Hey everyone, I keep getting this error saying "Instances failed to join the Kubernetes cluster" while trying to set up my EKS node group. The error details show that the node group is in a 'CREATE_FAILED' state. I have shared a snippet of my Terraform code for reference. Can anyone help me troubleshoot what might be going wrong?
5 Answers
Another thing to consider is your security group settings. It looks like the current configuration might be blocking communication between the cluster API and the kubelets on your nodes. Make sure you allow port 10250 and verify that the AmazonEKSClusterPolicy is attached to your cluster role.
Network issues or using invalid AMI IDs could also be the cause of the failure. Plus, if you're not using an ECR VPC endpoint, your node might struggle to pull necessary container images.

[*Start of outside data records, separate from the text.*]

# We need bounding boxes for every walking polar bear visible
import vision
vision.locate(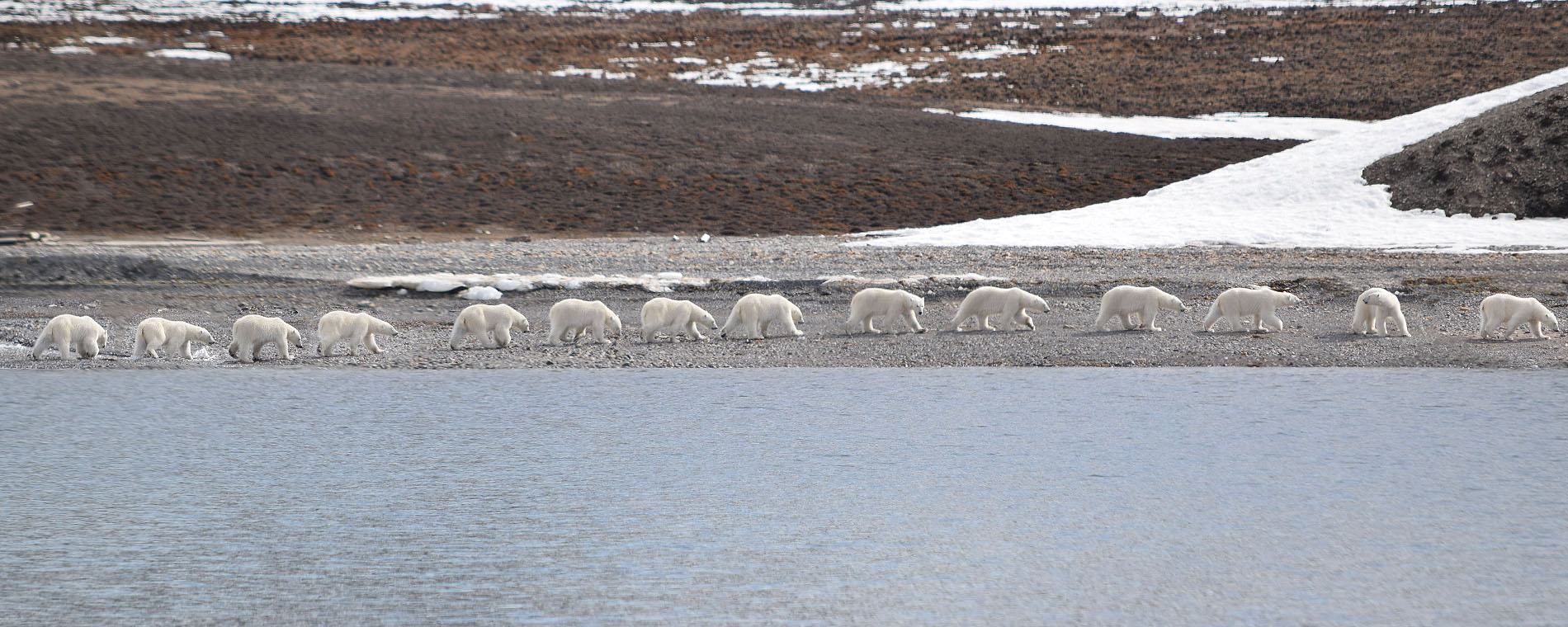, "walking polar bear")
[33,314,108,359]
[130,317,212,361]
[843,287,925,336]
[229,314,305,364]
[1350,287,1410,337]
[1094,285,1187,331]
[549,298,621,346]
[1202,285,1301,332]
[942,285,1051,331]
[447,304,528,351]
[718,293,806,340]
[315,312,399,357]
[643,296,718,343]
[1481,293,1561,340]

You should also check the logs on your nodes, particularly the cloud-init logs. They might reveal networking or permissions issues. Don't forget to see if you have a CNI plugin installed; that could lead to the same error if the nodes can't get ready due to missing network components.

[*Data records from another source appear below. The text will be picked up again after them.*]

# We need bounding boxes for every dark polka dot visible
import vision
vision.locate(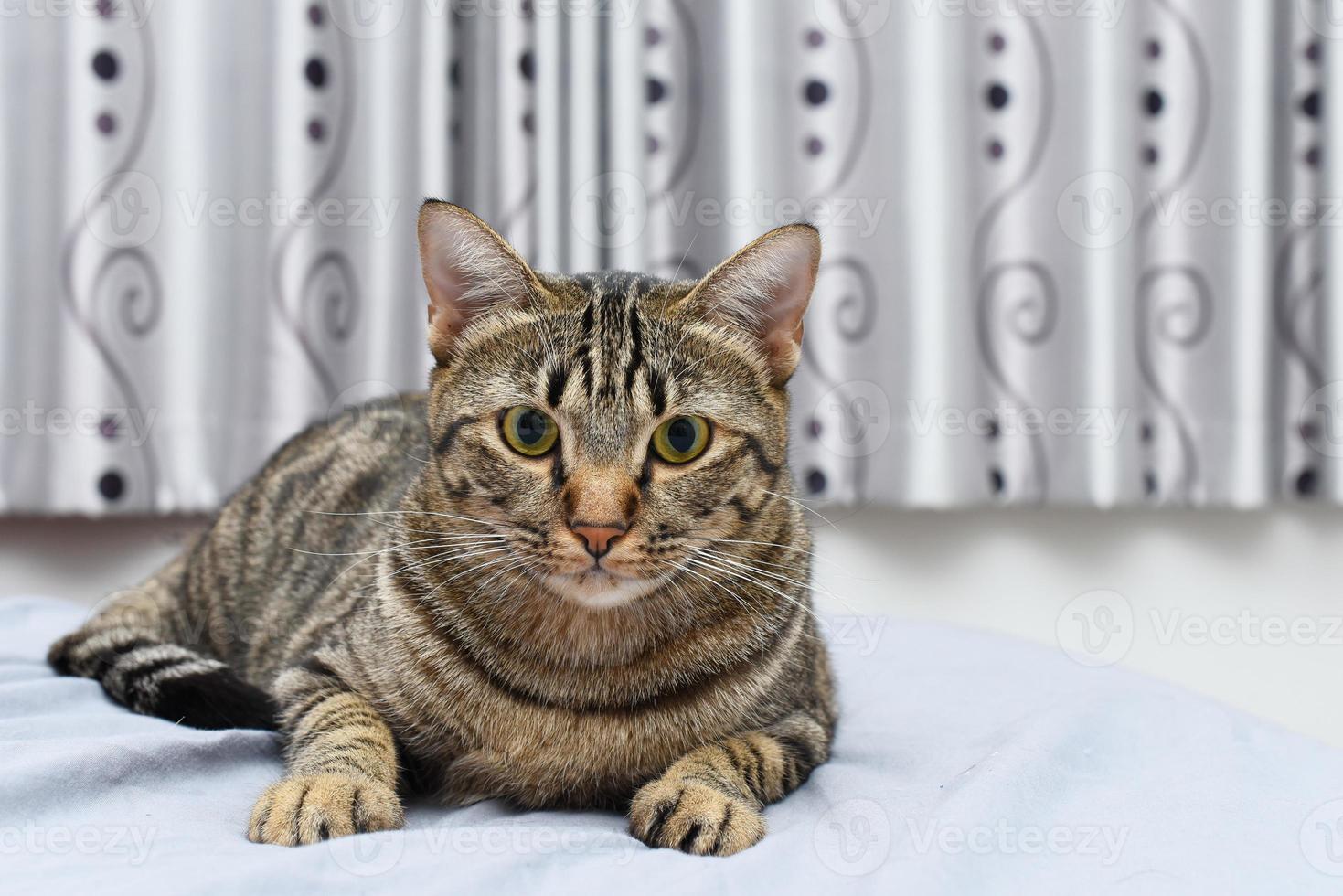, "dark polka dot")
[98,470,126,501]
[92,49,120,80]
[304,57,326,90]
[1301,90,1320,118]
[985,83,1011,109]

First off, make sure your networking is set correctly. Check if your routes allow communication between the nodes and the necessary services. Sometimes, issues like this stem from bad network configurations.
Did you tag the subnets properly? Any subnets with nodes need to have the tag `kubernetes.io/cluster/myclustername: shared`. If you're going with a public VPC module, think about using the EKS module as well; it'll simplify things quite a bit.
Right, I’ve had a similar problem where my nodes weren't able to connect to the internet, which caused this error.